Any help on how to get started with this problem will be much appreciated.

Sincerely,
Dyampir

 

[tkhunny]

1) What an odd problem. Why bother with the 2D coordinates if everything is ON the x-axis?

2) What are you trying to do? I don't see your goal at all. None of your calculations included the 9 mass. Where is it?

3) How sure are you that you have reported the problem correctly? Perhaps the problem statement really says +3?

4) Try this: 24*(-8) + 36*(12) + 9*(x) = 69*(3)

In some circles, it would be called a "weighted average". It's one of the reasons calculus is cool. It can add up infinitely many masses!

 

[dyampir]

The problem is from "Technical Mathematics with Calculus (second edition"...chapter 25...section 4....problem #7. The instructions are to find the center of mass of each linear system.

The question: There is a mass of 24 at (-8,0) and a mass of 36 at (12,0). Find where a mass of 9 should be placed on the x-axis so that (3.0) is the center of mass. The answer in the back of the book is -11/3. **you were right about it being (3,0)**

I tried working it out the way you did below and I got -11/3.....I am totally not sure how you knew how to set up the problem. How did you know to multiply the 9 by x on the left......and then add it to the sum of "m" and multiply by 3 on the right? Sorry if this sounds stupid....I am an older female that went back to college and my teacher does NOT explain this stuff to good lol.

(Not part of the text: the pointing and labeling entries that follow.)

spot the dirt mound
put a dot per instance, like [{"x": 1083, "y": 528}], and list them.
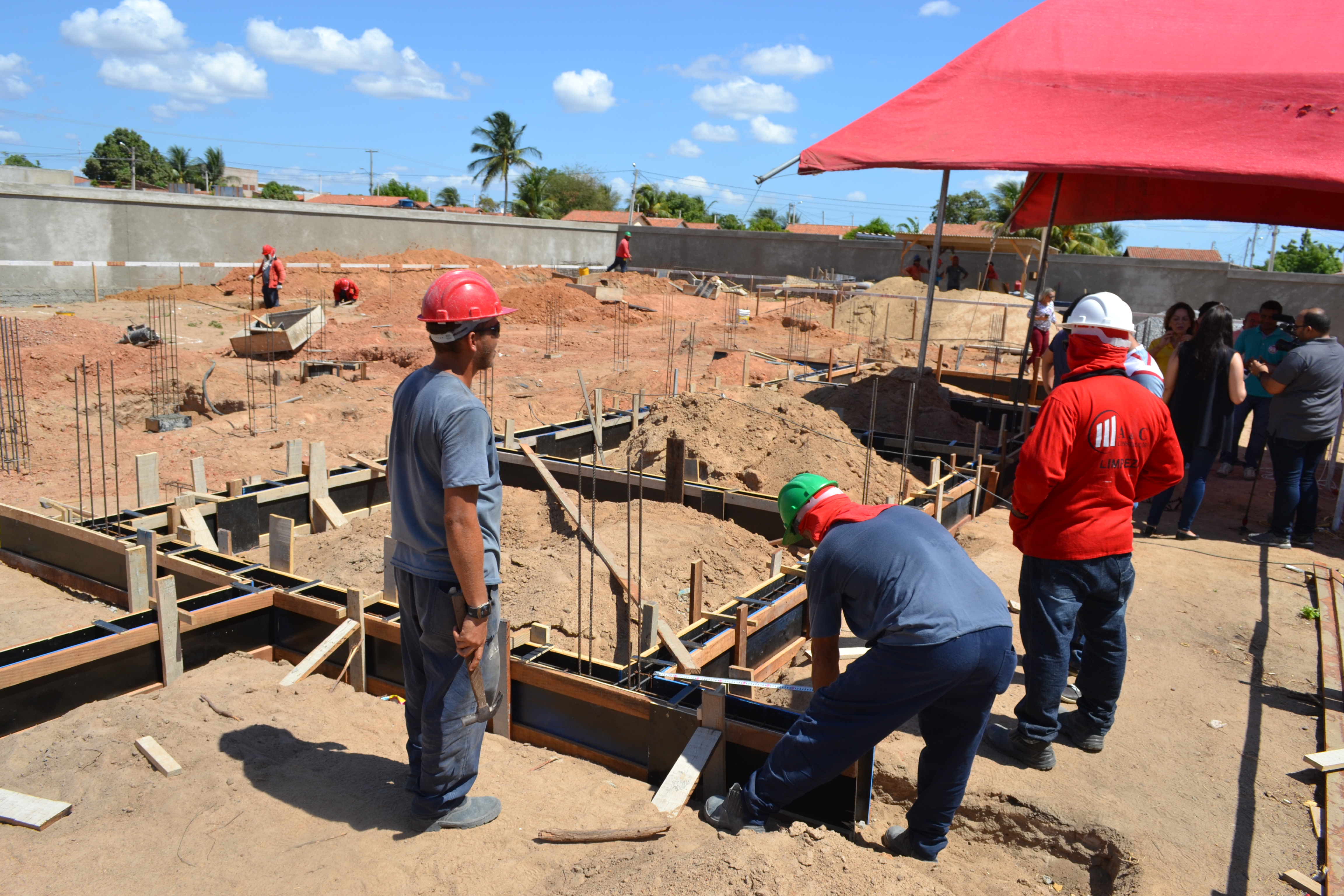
[
  {"x": 935, "y": 417},
  {"x": 760, "y": 440}
]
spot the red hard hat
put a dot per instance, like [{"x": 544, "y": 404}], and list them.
[{"x": 461, "y": 296}]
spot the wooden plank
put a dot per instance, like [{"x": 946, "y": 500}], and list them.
[
  {"x": 686, "y": 771},
  {"x": 581, "y": 688},
  {"x": 685, "y": 662},
  {"x": 281, "y": 545},
  {"x": 30, "y": 812},
  {"x": 65, "y": 578},
  {"x": 147, "y": 479},
  {"x": 319, "y": 653},
  {"x": 170, "y": 635},
  {"x": 159, "y": 757},
  {"x": 200, "y": 531}
]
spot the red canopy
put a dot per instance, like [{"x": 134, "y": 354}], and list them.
[{"x": 1205, "y": 109}]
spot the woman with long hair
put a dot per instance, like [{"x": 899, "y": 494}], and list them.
[
  {"x": 1205, "y": 383},
  {"x": 1178, "y": 323}
]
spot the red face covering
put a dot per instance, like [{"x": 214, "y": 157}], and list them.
[
  {"x": 819, "y": 520},
  {"x": 1095, "y": 350}
]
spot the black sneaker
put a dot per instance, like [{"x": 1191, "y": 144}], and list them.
[
  {"x": 1072, "y": 726},
  {"x": 1034, "y": 754},
  {"x": 728, "y": 813},
  {"x": 898, "y": 841},
  {"x": 1269, "y": 540}
]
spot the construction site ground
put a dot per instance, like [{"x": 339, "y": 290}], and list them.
[{"x": 306, "y": 793}]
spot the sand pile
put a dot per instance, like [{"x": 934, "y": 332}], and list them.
[
  {"x": 935, "y": 417},
  {"x": 760, "y": 440}
]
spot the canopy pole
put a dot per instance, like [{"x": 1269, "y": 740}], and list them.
[
  {"x": 1042, "y": 267},
  {"x": 924, "y": 335}
]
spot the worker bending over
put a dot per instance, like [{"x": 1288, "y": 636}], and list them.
[
  {"x": 940, "y": 648},
  {"x": 444, "y": 479}
]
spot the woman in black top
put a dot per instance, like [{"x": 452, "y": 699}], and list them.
[{"x": 1205, "y": 383}]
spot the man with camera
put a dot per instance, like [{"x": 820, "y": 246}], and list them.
[{"x": 1303, "y": 420}]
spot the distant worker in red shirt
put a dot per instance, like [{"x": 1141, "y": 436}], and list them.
[
  {"x": 1101, "y": 444},
  {"x": 623, "y": 254},
  {"x": 344, "y": 292}
]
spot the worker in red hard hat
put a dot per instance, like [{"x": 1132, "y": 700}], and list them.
[
  {"x": 346, "y": 292},
  {"x": 272, "y": 273},
  {"x": 444, "y": 482}
]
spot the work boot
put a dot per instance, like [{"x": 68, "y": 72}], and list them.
[
  {"x": 898, "y": 841},
  {"x": 1034, "y": 754},
  {"x": 729, "y": 813},
  {"x": 1074, "y": 727},
  {"x": 474, "y": 813}
]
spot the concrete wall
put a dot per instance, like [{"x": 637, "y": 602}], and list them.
[{"x": 77, "y": 223}]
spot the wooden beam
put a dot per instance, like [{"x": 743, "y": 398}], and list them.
[{"x": 319, "y": 653}]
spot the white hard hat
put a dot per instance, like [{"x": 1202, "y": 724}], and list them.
[{"x": 1101, "y": 309}]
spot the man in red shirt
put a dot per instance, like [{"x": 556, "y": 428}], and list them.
[
  {"x": 623, "y": 254},
  {"x": 1101, "y": 444}
]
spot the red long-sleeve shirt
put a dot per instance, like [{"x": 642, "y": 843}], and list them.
[{"x": 1101, "y": 444}]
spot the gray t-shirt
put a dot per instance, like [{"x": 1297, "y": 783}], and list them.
[
  {"x": 900, "y": 580},
  {"x": 441, "y": 440},
  {"x": 1310, "y": 407}
]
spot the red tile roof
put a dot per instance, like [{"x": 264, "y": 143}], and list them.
[
  {"x": 1175, "y": 254},
  {"x": 827, "y": 230}
]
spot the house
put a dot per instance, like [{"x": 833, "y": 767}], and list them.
[{"x": 1175, "y": 254}]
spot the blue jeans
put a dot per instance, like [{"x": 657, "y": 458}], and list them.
[
  {"x": 1260, "y": 429},
  {"x": 1201, "y": 463},
  {"x": 1057, "y": 597},
  {"x": 1295, "y": 484},
  {"x": 949, "y": 686},
  {"x": 443, "y": 753}
]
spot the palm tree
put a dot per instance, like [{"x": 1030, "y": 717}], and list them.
[{"x": 501, "y": 151}]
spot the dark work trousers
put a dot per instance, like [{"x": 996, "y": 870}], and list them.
[
  {"x": 443, "y": 753},
  {"x": 1257, "y": 405},
  {"x": 949, "y": 686},
  {"x": 1295, "y": 484},
  {"x": 1057, "y": 598}
]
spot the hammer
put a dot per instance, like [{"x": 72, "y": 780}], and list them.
[{"x": 484, "y": 710}]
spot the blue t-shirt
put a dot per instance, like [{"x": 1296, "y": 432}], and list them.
[
  {"x": 901, "y": 580},
  {"x": 441, "y": 440}
]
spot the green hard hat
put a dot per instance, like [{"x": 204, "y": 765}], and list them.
[{"x": 795, "y": 494}]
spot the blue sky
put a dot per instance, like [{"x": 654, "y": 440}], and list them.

thank you so much for your quick response,

sincerely,
dyampir

 

[tkhunny]

I'm not real sure how to say it otherwise. If you want a center of mass, you must include all the mass. Leaving out the '9'-mass is simply out of the question.

 

[dyampir]

Thank you

Lol ok. I went back through and got the next problems right. It really helped to know that it is actually a weighted average.

Thank you so much again.

Dyampir